A higher rate of infections was observed in filgotinib (19% over 24 weeks) compared to placebo (10% up to week 12), with serious infections remaining limited (1.4% of filgotinib patients). No malignancies, TB, MACE, opportunistic infections, or death were reported. Consistent with its selective JAK1 inhibition, filgotinib treatment led to an improvement in hemoglobin (up to 0.4 g/dL, or 3.6% increase from baseline). Neutrophil levels remained stable after initial decline to mid-normal range at week 4. There was no impact on lymphocytes or liver function tests. The similar increases in LDL and HDL were maintained.
"The DARWIN 2 24-week data clearly show the efficacy of this compound in rheumatoid arthritis. In addition, the safety profile is quite notable. The increase in hemoglobin and lack of lymphocyte reduction suggest that there can be differentiation of various safety signals among different JAK inhibitors," said Professor Arthur Kavanaugh, MD, Professor of Medicine at the University of California, San Diego (UCSD) School of Medicine, and Principal Investigator for DARWIN 2.
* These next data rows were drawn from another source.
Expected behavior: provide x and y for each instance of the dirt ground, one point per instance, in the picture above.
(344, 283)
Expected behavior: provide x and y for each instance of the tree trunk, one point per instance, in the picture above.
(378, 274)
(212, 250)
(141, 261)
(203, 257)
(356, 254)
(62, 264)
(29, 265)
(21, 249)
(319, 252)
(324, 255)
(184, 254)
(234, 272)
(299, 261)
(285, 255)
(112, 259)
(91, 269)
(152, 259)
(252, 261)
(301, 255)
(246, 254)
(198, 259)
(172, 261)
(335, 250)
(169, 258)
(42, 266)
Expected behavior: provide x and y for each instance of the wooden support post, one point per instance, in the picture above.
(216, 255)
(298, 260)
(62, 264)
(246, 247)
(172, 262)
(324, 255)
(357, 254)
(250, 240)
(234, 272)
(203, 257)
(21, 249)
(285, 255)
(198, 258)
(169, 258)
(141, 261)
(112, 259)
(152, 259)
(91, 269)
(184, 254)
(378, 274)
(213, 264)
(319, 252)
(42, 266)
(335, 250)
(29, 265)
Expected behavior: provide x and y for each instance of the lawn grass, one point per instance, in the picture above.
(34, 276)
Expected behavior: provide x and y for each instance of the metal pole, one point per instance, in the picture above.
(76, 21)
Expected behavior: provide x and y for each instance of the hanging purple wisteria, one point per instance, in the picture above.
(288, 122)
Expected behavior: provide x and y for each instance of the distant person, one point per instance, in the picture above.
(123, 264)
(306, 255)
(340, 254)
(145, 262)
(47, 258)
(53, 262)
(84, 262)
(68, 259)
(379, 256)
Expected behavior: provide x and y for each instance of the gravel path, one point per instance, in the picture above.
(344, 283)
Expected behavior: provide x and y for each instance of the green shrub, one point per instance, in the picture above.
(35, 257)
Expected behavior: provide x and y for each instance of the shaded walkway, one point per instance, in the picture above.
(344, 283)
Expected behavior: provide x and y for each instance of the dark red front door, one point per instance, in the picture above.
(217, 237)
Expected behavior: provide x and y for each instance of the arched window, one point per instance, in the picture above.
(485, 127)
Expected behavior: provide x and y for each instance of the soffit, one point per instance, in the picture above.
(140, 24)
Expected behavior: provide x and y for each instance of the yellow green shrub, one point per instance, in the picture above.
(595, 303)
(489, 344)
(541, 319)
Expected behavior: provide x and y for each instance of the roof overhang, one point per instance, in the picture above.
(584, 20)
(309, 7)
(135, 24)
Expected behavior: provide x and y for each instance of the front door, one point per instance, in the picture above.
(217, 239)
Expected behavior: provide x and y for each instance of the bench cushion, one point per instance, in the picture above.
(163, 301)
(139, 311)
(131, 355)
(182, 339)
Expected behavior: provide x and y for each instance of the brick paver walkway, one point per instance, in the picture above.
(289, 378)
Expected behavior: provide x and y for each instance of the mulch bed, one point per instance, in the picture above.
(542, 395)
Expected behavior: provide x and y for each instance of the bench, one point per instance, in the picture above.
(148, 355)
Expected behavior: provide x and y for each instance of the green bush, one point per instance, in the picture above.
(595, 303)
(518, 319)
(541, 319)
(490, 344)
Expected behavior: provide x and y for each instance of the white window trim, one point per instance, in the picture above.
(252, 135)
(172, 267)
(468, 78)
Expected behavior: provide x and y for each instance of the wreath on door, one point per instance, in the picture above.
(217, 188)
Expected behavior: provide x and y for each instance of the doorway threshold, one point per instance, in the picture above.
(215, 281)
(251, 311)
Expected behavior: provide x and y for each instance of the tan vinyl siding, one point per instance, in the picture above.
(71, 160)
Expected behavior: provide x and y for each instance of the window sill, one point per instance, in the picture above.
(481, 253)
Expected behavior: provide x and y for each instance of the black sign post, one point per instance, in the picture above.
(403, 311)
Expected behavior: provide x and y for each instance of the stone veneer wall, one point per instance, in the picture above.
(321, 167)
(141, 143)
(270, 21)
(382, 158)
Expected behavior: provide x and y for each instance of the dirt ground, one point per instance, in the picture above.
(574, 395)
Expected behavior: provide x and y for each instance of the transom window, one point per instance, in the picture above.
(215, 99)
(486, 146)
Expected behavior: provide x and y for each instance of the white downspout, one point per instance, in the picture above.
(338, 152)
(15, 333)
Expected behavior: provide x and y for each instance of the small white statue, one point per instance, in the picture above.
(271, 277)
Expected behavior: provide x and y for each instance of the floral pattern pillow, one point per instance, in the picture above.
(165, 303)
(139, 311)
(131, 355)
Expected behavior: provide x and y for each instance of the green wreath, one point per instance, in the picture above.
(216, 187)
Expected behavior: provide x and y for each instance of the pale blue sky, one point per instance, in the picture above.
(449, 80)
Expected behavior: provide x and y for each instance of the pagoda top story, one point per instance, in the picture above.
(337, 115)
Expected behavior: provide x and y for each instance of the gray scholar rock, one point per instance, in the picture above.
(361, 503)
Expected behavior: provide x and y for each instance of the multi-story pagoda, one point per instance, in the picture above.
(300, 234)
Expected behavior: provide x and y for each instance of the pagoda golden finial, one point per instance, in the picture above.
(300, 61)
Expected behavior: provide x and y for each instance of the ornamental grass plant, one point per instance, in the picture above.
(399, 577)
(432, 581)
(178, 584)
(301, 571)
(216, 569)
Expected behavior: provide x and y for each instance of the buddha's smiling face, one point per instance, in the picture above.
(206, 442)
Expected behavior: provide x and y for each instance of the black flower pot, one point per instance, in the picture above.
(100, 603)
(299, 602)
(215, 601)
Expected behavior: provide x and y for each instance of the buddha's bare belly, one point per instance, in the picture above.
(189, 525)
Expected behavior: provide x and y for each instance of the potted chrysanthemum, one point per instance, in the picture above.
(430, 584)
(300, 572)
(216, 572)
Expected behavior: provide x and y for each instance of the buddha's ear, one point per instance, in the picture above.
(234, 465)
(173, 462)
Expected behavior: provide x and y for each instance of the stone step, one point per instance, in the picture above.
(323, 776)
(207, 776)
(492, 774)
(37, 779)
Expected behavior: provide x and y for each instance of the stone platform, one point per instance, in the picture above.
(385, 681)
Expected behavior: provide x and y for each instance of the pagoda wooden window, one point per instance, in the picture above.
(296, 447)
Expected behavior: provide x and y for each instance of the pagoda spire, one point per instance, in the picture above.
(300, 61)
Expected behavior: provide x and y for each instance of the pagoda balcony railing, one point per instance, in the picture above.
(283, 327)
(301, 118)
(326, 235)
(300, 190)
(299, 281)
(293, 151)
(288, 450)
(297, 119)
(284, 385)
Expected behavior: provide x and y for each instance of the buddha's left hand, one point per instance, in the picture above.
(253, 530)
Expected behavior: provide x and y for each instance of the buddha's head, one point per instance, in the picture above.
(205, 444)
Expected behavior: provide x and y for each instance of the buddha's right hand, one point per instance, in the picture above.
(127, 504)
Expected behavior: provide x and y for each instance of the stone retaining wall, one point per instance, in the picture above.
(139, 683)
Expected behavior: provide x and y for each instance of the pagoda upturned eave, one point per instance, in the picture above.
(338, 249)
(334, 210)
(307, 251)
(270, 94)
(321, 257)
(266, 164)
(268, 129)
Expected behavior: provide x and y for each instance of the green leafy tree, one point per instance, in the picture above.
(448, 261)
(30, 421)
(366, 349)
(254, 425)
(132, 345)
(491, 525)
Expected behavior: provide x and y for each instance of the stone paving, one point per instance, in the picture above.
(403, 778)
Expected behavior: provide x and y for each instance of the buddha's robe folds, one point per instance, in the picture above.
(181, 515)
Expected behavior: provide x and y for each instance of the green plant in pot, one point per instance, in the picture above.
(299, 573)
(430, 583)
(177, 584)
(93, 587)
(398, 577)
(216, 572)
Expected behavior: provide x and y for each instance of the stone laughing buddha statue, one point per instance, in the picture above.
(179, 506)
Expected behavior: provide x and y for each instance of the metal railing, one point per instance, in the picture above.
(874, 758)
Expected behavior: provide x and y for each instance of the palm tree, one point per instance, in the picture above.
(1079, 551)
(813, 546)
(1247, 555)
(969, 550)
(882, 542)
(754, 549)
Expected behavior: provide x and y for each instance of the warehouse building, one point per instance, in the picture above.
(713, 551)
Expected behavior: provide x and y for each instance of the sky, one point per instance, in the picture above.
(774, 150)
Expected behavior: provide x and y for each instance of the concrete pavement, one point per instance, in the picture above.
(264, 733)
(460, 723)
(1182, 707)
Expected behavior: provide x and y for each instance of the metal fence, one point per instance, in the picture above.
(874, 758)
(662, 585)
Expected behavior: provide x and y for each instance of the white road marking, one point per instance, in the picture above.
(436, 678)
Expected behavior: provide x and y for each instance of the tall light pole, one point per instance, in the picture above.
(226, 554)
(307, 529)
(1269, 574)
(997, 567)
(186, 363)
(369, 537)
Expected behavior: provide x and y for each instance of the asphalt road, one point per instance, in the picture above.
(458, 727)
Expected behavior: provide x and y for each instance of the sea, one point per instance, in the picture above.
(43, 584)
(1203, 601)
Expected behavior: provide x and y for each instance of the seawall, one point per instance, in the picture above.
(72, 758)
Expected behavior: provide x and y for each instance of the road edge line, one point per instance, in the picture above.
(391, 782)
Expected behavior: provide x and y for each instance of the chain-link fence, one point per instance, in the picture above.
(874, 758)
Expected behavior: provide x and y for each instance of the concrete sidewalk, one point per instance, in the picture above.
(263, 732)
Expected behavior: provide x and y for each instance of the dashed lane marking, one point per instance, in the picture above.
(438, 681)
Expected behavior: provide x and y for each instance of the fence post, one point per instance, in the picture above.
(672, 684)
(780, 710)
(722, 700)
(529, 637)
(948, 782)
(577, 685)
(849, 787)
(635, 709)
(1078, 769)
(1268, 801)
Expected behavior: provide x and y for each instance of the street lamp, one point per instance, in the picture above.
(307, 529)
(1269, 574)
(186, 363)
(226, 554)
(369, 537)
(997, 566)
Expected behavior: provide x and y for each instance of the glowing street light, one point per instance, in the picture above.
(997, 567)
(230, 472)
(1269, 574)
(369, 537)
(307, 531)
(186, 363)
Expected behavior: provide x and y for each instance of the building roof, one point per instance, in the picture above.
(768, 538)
"These final 24-week monotherapy data of DARWIN 2 confirm previous results and we believe these support the best-in-class potential of filgotinib, our oral, once a day, JAK1 selective treatment in RA," said Dr Piet Wigerinck, Chief Scientific Officer of Galapagos. "We experience a lot of enthusiasm from the medical community, to make filgotinib broadly available to patients with other inflammatory diseases. We very much look forward to Abbvie's in-licensing decision."